Los recuerdos, teñidos de cariño o de tristeza, son dulces o amargos, azucarados como un algodón de feria o salados como sentidas lágrimas solitarias.

Mi primer viaje fuera de España fue a Londres, con mis amigas, con mucha emoción y poco dinero. Lo recordaré siempre con alegría, con nostalgia, con miedo y con nervios. La inseguridad en el aeropuerto, acompañada de flores de Bach (para el mareo), el temor a lo desconocido y la emoción de conocer cosas nuevas, ver sitios distintos, monumentales y muy comentados. Querer absorber cada minuto de una experiencia extraña.

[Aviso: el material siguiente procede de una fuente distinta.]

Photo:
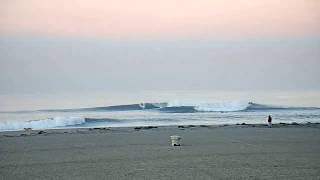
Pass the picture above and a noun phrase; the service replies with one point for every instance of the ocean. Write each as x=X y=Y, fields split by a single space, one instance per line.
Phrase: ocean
x=196 y=108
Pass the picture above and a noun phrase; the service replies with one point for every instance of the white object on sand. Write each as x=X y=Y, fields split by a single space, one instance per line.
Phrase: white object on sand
x=175 y=140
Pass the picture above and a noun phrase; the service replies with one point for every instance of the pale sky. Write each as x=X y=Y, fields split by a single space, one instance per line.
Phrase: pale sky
x=48 y=46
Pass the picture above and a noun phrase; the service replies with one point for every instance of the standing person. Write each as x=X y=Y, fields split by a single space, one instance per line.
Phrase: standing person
x=269 y=121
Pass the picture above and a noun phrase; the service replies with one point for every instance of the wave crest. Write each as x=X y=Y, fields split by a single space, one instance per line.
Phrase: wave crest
x=225 y=106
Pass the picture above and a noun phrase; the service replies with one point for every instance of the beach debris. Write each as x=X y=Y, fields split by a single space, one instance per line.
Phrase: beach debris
x=175 y=140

Recuerdo el impacto del neón en Picadilly Circus, el metro atiborrado de gente, el Big Ben. Oír las campanas viendo su monumental reloj, sus guardias, el Palacio de Westminster, las cabinas rojas y los autobuses de dos pisos. Los paseos por Hyde Park, el centro comercial Harrods, caminar por Nothing Hill. Me vienen a la cabeza las cutres cortinas color rosa que colgaban de las ventanas de Buckingham Palace, lo ridículo y anticuado del cambio de guardia.

Recuerdo la complicidad y las risas. El desencanto en el Museo Británico ante los girasoles de Van Gogh: ¡Qué cuadro tan chiquito! La incredulidad ante las cervezas ¡Qué jarras tan enormes!

Recuerdo caminar por Chinatown, avistando desde abajo sus farolillos rojos. Perderse por un barrio musulmán con cierta angustia, percibir la mirada iracunda de muchos hombres. Sentir el miedo a equivocarse: al timo o a perderse, al robo o al engaño.

El descubrimiento de la realidad es como desenvolver un regalo, asoma cierto temor a que no te guste lo que encuentras. La satisfacción llega al ver, quizás no el regalo soñado, pero igualmente algo excepcional, amable y bonito: inesperado. Una ciudad solemne, enorme, un sitio único.

Recuerdo la felicidad de haberlo logrado, sin la pena consciente de que era algo que nunca se volvería a repetir.

La primera vez no se disfruta, pero se vive intentando disfrutarla. Siempre será única e inolvidable. Se recuerda con cariño; aunque su imagen lejana sea ya borrosa.

Relatos de viajes I: Mi primera vez.